Quick Links

Re: Significant performance issues with array_agg() + HashAggregate plans on Postgres 17

From:	Scott Carey <scott(dot)carey(at)algonomy(dot)com>
To:	Tom Lane <tgl(at)sss(dot)pgh(dot)pa(dot)us>
Cc:	Jeff Davis <pgsql(at)j-davis(dot)com>, David Rowley <dgrowleyml(at)gmail(dot)com>, pgsql-performance(at)lists(dot)postgresql(dot)org
Subject:	Re: Significant performance issues with array_agg() + HashAggregate plans on Postgres 17
Date:	2026-04-02 19:08:13
Message-ID:	CA+vubOH1mcEbsHnkm5L7aJWR+eeiVpOnGfcdWax9td6pyOkMww@mail.gmail.com
Views:	Whole Thread \| Raw Message \| Download mbox \| Resend email
Thread:
Lists:	pgsql-performance

On Thu, Apr 2, 2026, 10:38 Tom Lane <tgl(at)sss(dot)pgh(dot)pa(dot)us> wrote:

>
> I did some bisecting using the attached simplified test case, and found
> that the query execution time jumps from circa 60ms to circa 7500ms here:
>
> 1f39bce021540fde00990af55b4432c55ef4b3c7 is the first bad commit
> commit 1f39bce021540fde00990af55b4432c55ef4b3c7
> Author: Jeff Davis <jdavis(at)postgresql(dot)org>
> Date: Wed Mar 18 15:42:02 2020 -0700
>
> Disk-based Hash Aggregation.
>
> While performing hash aggregation, track memory usage when adding new
> groups to a hash table. If the memory usage exceeds work_mem, enter
> "spill mode".
>
> (Times quoted are on a Mac M4 Pro, but in assert-enabled builds so
> maybe not directly comparable to production.)
>
> I'm bemused as to why: the test case has work_mem set high enough that
> we shouldn't be triggering spill mode, so why did this change affect
> it at all?
>

Even stranger, the more spills induced via smaller work_mem the faster it
goes.

This suggests something getting more expensive as the hash table gets
larger. Significantly more, like O(n^2) or worse.
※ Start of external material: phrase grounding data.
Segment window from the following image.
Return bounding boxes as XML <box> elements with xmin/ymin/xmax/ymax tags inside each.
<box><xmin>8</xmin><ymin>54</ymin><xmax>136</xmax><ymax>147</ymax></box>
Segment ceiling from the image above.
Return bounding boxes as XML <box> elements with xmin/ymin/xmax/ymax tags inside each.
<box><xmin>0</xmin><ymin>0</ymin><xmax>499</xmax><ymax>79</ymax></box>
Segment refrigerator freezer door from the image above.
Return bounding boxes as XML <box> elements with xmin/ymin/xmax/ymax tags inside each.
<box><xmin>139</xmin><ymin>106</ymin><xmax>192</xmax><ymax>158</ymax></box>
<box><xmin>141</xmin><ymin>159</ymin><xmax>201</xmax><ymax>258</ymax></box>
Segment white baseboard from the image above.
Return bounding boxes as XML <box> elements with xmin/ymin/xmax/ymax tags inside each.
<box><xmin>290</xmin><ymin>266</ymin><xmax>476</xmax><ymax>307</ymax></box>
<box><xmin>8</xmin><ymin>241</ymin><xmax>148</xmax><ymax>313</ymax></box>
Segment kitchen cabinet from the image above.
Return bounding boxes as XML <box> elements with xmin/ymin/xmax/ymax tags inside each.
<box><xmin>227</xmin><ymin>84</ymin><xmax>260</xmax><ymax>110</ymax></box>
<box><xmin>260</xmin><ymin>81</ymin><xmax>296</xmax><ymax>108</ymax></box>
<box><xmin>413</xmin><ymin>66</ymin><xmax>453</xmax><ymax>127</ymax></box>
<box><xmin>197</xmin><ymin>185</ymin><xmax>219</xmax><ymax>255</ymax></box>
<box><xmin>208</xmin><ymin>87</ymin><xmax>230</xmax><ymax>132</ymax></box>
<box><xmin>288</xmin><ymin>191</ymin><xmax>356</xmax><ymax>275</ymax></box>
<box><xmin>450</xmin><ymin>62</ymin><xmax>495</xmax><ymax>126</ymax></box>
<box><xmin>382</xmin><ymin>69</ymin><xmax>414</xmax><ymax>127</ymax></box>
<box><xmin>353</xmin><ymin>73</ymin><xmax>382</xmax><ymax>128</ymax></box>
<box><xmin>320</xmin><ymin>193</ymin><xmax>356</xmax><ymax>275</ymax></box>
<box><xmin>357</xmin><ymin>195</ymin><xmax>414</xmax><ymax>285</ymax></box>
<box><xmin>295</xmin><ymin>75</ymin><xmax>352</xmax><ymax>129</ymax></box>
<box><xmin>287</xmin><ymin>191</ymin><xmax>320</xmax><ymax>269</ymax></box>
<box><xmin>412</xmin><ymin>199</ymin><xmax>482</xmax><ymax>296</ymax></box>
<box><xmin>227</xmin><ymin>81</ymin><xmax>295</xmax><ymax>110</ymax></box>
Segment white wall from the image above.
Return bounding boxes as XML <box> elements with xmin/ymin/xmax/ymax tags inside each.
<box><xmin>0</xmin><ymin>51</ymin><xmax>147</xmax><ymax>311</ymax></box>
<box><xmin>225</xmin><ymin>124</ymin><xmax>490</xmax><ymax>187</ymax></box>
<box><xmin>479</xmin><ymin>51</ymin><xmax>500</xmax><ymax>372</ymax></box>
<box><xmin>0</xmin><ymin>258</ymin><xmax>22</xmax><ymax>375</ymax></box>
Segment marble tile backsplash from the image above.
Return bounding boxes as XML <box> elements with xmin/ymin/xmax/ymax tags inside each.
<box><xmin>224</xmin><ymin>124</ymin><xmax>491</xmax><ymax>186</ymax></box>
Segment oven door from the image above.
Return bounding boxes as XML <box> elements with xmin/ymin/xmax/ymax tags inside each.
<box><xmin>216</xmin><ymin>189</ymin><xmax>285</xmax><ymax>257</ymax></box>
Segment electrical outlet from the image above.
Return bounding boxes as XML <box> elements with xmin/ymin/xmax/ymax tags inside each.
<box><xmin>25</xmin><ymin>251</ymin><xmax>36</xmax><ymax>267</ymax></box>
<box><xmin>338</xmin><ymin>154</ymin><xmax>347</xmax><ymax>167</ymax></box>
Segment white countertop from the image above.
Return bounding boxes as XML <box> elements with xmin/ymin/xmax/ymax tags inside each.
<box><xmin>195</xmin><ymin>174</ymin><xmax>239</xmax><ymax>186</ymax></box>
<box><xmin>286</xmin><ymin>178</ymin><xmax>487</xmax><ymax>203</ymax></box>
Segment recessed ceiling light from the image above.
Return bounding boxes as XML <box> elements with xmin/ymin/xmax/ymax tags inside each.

I wonder if it is the size of the hash table itself (entry count) or the
size of the entries? Does a table with one row matching each entry have
the problem or only when the hash bucket is hit multiple times and values
aggregated? Why is the reported size used so much larger with the custom
function?

I have some experiments in mind that could answer some of these.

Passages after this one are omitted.